The compiler has a 3 stage pipeline: the Lexer, Parser, and then the Compiler. First, the input code is split by lines and each line is processed independently by the Lexer and the Parser. Throughout the compiling stages, the result of the processing of a line is an Option[Error,Result].

Lines that produce an error are ignored in subsequent stages, ie, the compiler tries to fail as late as possible, so as to provide information about the parts of the program that do compile correctly.

The stages are as follows:

  • First, a Lexer is applied to each line, converting each to a list of Tokens.

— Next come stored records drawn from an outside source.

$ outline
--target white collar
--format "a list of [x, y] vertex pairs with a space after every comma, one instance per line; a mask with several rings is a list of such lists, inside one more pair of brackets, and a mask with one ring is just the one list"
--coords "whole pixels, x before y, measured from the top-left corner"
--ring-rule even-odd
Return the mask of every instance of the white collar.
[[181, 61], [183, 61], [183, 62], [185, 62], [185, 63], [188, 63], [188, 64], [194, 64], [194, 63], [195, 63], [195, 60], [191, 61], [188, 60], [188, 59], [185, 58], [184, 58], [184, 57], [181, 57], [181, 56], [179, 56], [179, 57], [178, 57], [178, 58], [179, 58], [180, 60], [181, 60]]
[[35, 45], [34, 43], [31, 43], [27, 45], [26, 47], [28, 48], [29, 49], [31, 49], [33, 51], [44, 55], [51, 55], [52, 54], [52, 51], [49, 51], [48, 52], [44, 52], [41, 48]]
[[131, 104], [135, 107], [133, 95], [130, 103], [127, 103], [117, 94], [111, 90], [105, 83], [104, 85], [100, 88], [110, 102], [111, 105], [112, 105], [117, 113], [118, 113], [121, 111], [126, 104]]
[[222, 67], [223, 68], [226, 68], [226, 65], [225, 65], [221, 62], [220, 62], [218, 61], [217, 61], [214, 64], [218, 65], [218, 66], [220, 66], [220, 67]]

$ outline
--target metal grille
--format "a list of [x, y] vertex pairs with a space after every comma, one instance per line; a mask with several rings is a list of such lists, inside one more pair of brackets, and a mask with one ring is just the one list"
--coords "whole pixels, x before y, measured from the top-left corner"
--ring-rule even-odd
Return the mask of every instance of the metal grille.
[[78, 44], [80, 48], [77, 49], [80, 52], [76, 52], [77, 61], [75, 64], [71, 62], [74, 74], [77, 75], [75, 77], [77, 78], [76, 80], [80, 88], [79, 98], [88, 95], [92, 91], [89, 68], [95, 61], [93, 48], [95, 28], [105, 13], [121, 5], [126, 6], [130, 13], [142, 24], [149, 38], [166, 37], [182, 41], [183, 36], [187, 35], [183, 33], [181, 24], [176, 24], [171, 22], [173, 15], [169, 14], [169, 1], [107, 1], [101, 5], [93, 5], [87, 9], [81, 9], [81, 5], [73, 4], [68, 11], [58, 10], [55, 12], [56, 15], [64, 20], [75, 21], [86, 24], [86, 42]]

The result of the Lexer is therefore a list of Option[LexerError,List[Token]]

  • Then, the Parser is applied to each line (list of tokens), converting each to an Option[ParserError,parser.Instruction]. Those lines that previously produced a LexerError are converted to a ParserError directly. The result of the Parser is therefore a list of Option[ParserError,parser.Instruction].

  • Finally, a Compiler is applied to the whole list of instructions.

    • First, a number of semantic checks are made:
      • The last line should be an END, and there should be only one END in the code.
      • All labels referenced must be defined (jump labels, variable lables, EQU labels)
      • There should be no repeated labels
      • There should be an ORG before the first executable instruction
    • Instructions that didn't pass the previous checks are converted to CompilerError, or generate a GlobalError as in when there isn't an END statement.
    • Instructions that did pass are converted to simulator.Instruction, and their memory address is computed.
    • Those lines that previously produced a ParserError or LexerError are ignored. The result of the Compiler is therefore a list of Option[CompilerError,simulator.Instruction], along with a Map[MemoryAddress,simulator.Instruction] that specifies how to load the program into the memory, a list of GlobalError and a list of Warnings (warning examples: no HLT found in the program).

Simulator

The Simulator stores the state of the simulated computer and contains all the logic for executing programs, which are just lists of simulator.Instruction objects. The execution can be done instruction by instruction (already implemented) or cycle-by-cycle (not yet implemented).

Webapp

The webapp is coded in scalajs using scalatags to generate the HTML elements, along with regular css that uses a lot of flexbox containers.

The design could be improved a lot, but for now basically there is a HTMLUI abstract base class defined that forces child classes to expose a root:HTMLElement member.

Then, the MainUI is the base of the UI, and acts as a controller for most of its child components, centralizing event handling. The UI has two main parts: the editor and the mainboard.

The editor uses the Ace.js library to provide a nice editing experience, and display errors in the gutter. We chose Ace.js because along with CodeMirror and Monaco, it seems the most mature project, and it already had a scalajs facade. The editor has a timer event that periodically compiles the code to get information about each line, and displays that in the gutter, along with an error icon for incorrectly compiled lines.

The mainboard has several child components: the CPU, the Memory, and in the future the IOMemory and Devices. Each of these devices is responsible for updating themselves when there is a Simulator event. There are two types of updates possible: full updates (re-read all info from the Simulator) or instruction-updates (look at what an instruction does and reproduce that change in the UI).